Artigo do professor Ricardo Vélez Rodrígues,
publicado hoje no Estadão, aborda a origem do patrimonialismo, hoje
reforçado, no Brasil, por Lula e pelo PT: com eles, é sempre mais Estado
e menos sociedade:
O que é mais velho no mundo como organização política? Não há dúvida
de que o Estado patrimonial, surgido ao ensejo dos grandes impérios
hidráulicos da Antiguidade, na Mesopotâmia, no Antigo Egito, no Império
Chinês da dinastia Chin, que unificou os antigos “Estados guerreiros”,
nos arcaicos impérios pré-colombianos inca e asteca, nos califados
árabes, no Império Russo, etc. Ora, a modalidade de Estado mais forte do
que a sociedade surgiu justamente ali, onde grandes organizações
pré-burocráticas ligadas ao controle da água se estruturaram, tendo dado
ensejo aos primeiros grandes Estados despóticos de que tomou
conhecimento a humanidade. Era o modelo caracterizado por Marx como
“despotismo asiático”.
Foi tão poderosa a presença desses Estados hidráulicos que os dois
grandes impérios ocidentais que o mundo conheceu na Antiguidade, o de
Alexandre, o Grande, e o Império Romano, sofreram definitivamente a
influência despótica dos patrimonialismos hidráulicos, mediante a
incorporação de práticas absolutistas, tanto da parte do jovem general
macedônio quanto dos césares romanos. Somente séculos depois (a partir
de 1400) apareceram os Estados contratualistas, aqueles que, ao ensejo
da luta de classes, deram lugar aos modernos Estados nacionais, que
solidificaram a prática da representação como forma de garantir a
participação dos cidadãos na res publica, mantendo clara diferenciação entre esfera pública e privada.

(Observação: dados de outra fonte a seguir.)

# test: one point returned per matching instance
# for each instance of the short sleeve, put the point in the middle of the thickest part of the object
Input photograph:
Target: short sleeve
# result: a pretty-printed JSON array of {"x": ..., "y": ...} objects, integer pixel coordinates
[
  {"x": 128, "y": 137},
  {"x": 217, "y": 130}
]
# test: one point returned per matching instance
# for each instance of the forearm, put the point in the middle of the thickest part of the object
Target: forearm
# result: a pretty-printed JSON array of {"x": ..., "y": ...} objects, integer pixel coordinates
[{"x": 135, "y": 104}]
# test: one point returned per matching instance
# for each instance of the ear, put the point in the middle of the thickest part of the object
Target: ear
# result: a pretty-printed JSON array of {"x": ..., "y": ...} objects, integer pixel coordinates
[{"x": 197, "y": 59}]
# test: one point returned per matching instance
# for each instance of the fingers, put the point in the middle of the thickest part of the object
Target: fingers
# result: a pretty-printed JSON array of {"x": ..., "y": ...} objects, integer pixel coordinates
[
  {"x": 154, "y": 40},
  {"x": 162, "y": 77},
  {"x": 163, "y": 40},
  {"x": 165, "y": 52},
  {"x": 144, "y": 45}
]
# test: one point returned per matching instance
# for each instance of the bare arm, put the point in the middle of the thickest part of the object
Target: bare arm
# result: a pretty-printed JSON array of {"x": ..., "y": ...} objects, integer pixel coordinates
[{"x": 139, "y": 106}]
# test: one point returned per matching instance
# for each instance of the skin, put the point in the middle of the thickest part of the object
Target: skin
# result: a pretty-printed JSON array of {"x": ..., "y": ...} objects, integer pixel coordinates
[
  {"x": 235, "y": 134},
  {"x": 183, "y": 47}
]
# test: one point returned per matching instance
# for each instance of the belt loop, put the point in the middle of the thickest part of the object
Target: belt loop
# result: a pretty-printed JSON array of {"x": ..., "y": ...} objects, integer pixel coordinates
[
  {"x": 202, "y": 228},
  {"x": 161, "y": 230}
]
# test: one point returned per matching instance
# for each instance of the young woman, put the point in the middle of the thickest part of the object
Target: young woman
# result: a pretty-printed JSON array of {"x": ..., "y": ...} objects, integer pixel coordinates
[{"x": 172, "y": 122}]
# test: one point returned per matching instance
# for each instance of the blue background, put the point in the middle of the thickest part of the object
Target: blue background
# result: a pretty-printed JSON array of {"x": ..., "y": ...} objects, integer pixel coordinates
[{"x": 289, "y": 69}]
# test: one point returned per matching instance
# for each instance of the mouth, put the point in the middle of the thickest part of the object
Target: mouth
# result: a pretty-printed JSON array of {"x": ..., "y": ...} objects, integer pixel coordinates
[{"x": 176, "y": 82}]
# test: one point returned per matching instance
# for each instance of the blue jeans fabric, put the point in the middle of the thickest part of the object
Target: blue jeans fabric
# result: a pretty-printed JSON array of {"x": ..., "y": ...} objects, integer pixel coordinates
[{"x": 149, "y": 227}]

Max Weber denominou a primeira forma de organização política,
relativa aos Estados de modalidade hidráulica, como “Estado das
autoridades”, contraposta ao “Estado contratualista”, denominado por ele
“Estado do povo”. Ora, a herança que chegou até nós, na América Latina,
do velho despotismo ibérico pós-feudal foi a dos Estados patrimoniais,
intermediada, na Península Ibérica, pelos oito séculos de dominação
muçulmana, que deu ensejo a Estados mais fortes do que a sociedade na
modalidade concentrada e familística de poder que vingou nos califados
de Sevilla e Granada. Estes somente foram desmontados pelas monarquias
espanhola e portuguesa após séculos de combate contra o invasor
muçulmano, tendo os cristãos, vencedores, copiado os modelos de poder
concentrado e familístico típico das organizações hidráulicas
patrimonialistas. O vencido, no caso os mouros, do ângulo da gestão
pública, terminou impondo o seu modelo despótico ao vencedor.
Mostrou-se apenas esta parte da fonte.